# Dresden 2020 – wissenschaftliches Programm

# Die DPG-Frühjahrstagung in Dresden musste abgesagt werden! Lesen Sie mehr ...

## Bereiche | Tage | Auswahl | Suche | Aktualisierungen | Downloads | Hilfe

# TT: Fachverband Tiefe Temperaturen

## TT 16: Poster Session Superconductivity, Cryogenic Particle Detectors, Cryotechnique

### TT 16.41: Poster

### Montag, 16. März 2020, 15:00–19:00, P2/EG

Investigating the Non-equilibrium Dynamics of two-level systems at Low Temperatures — •Marcel Haas, Andreas Reiser, Andreas Fleischmann, and Christian Enss — Kirchhoff Institute for Physics, Heidelberg University, 69120 Heidelberg

The dielectric loss of amorphous materials along with noise and decoherence is the major limiting factor in many applications like superconducting circuits, Josephson junctions and quantum computing.

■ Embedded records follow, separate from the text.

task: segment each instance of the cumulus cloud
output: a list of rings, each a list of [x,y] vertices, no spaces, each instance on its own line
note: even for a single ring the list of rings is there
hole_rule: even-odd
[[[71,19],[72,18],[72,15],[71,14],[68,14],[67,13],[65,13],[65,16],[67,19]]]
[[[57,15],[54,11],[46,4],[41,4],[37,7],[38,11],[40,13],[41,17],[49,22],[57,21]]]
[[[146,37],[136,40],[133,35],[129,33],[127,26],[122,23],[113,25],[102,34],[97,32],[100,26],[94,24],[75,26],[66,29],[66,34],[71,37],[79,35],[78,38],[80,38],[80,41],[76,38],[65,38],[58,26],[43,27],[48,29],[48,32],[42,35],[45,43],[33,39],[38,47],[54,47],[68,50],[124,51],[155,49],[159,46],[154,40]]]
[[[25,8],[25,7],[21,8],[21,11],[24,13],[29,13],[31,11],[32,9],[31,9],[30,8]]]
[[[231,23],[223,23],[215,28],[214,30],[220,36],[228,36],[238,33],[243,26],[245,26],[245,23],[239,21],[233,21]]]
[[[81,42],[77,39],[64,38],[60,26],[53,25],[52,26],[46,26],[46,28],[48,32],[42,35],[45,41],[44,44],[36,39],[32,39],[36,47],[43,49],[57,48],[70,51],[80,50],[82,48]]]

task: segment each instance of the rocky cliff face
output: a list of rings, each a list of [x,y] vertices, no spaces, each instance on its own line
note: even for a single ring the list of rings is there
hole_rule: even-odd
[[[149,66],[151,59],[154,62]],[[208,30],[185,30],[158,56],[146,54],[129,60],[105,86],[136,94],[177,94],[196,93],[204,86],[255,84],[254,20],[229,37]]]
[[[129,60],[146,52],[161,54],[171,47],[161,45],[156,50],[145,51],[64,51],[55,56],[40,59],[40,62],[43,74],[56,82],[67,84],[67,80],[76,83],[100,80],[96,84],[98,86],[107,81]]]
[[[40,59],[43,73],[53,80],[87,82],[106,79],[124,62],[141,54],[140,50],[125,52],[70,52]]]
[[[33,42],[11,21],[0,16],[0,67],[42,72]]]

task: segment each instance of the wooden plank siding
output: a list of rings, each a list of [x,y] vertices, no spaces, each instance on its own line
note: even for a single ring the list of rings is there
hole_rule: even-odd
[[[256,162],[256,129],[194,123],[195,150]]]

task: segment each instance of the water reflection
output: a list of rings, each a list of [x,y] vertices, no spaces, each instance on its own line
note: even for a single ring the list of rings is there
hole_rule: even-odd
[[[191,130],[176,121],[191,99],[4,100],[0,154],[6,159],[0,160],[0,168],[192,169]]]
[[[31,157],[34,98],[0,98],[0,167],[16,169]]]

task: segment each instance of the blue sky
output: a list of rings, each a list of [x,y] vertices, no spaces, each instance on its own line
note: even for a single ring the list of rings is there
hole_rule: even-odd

It is mainly determined by atomic tunneling systems described by quantum mechanical two-level systems (TLS) leading to a broad distribution of low-energy excitations in the sample.
The spontaneous phonon emission of an excited TLS gives rise to a relaxation time T_{1} and the interaction between TLSs with their thermally excited surrounding induces a dephasing timescale T_{2}. These effects mainly determine the measurable dielectric loss in the observed material, which we ascertain by measuring the quality factor of a bridge type superconducting LC-resonator. The dielectric medium in between the capacitor plates is a sputter deposited a-SiO_{2} film.
A variation of the Rabi-frequency through the electric field strength of the drive can thereby change the transition probability of the TLSs and thus the influence of loss generating effects. The experimental setup additionally allows the application of a DC to AC electric bias field across the capacitance. This enables us to manipulate the occupation difference of the TLSs by shoving new unexcited TLSs through resonance which restores the influence of decoherence.
We present first measurements at a frequency of 1 GHz performed with a microfabricated superconducting resonator.